It’s good to see Molly Ball taking a deep dive into the Working Families Party. As a veteran of ACORN, I have a natural affinity for the folks who run the organization and I’m always trying to keep one eye on what they’re up to at the moment.
I think one of the more important things you can get out of reading Ms. Ball’s piece is a sense for how effective the party has been in both electing public officials and getting bills passed through legislatures.
Some of the party spokespeople are openly quoted in the piece as seeing the Tea Party as an inspiration, and I can understand what they’re getting at. But I don’t think the comparison is all that apt. For one thing, the WFP predates the Tea Party by twelve years. More importantly, I’m not sure how many victories the Tea Party can truly claim.
Yes, they moved the nation’s politics to the right and helped set a climate that badly damaged the left in the 2010 elections, and again in the 2014 elections. And we can see some real legislative consequences to those victories on that state and local levels, mainly related to guns and access to reproductive health care. But the Tea Party wasn’t really supposed to be about social issues. It was supposed to be mainly about fiscal issues.
On the former, whatever advances the right made on guns and abortion must be weighed against their complete defeat on gay marriage. And, on fiscal issues, the federal government hasn’t been stripped down to the studs but more and more states and municipalities are adopting a higher minimum wage, paid time off, and other WFP priorities.

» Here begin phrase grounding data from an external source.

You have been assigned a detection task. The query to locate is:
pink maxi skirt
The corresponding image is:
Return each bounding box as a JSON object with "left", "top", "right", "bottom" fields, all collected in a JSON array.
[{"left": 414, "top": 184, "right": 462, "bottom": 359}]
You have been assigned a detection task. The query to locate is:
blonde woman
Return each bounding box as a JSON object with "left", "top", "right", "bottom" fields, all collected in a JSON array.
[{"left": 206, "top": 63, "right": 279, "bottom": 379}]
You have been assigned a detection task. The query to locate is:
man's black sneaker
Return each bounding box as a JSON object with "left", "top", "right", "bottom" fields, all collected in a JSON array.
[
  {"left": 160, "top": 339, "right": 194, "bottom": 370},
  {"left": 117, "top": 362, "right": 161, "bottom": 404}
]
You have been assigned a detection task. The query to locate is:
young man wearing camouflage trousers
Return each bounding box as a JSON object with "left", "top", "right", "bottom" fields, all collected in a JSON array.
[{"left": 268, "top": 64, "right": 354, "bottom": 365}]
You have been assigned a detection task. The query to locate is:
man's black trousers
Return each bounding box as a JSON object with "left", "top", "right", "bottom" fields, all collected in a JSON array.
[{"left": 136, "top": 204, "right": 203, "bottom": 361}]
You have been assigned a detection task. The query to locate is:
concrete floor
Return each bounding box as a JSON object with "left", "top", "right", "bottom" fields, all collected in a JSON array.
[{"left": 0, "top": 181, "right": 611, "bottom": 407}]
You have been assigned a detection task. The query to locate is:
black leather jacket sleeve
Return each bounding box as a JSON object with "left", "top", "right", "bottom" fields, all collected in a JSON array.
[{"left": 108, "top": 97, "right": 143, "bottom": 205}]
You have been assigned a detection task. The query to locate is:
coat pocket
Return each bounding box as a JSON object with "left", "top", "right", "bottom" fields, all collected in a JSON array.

I think there are couple of things to keep in mind when comparing the hard left to the hard right. The hard left is better at community organizing and they like to focus on concrete objectives. The hard right makes a lot of noise, but it is outfits like the American Legislative Exchange Council (ALEC) that wind up writing their legislation. The second thing is that the hard left is much more often dealing in reality. The problems they’re concerned with are a lot more grounded than questions about the president’s birth certificate or conspiracy theories about bike paths and terror babies. They don’t flit from imaginary outrage to imaginary outrage. More than anything, this allows them to stay focused and take the time to effectively organize.
It might feel sometimes like the right is dominating things on the state and local level, but take a good look at the product of the Working Families Party. They’re going places.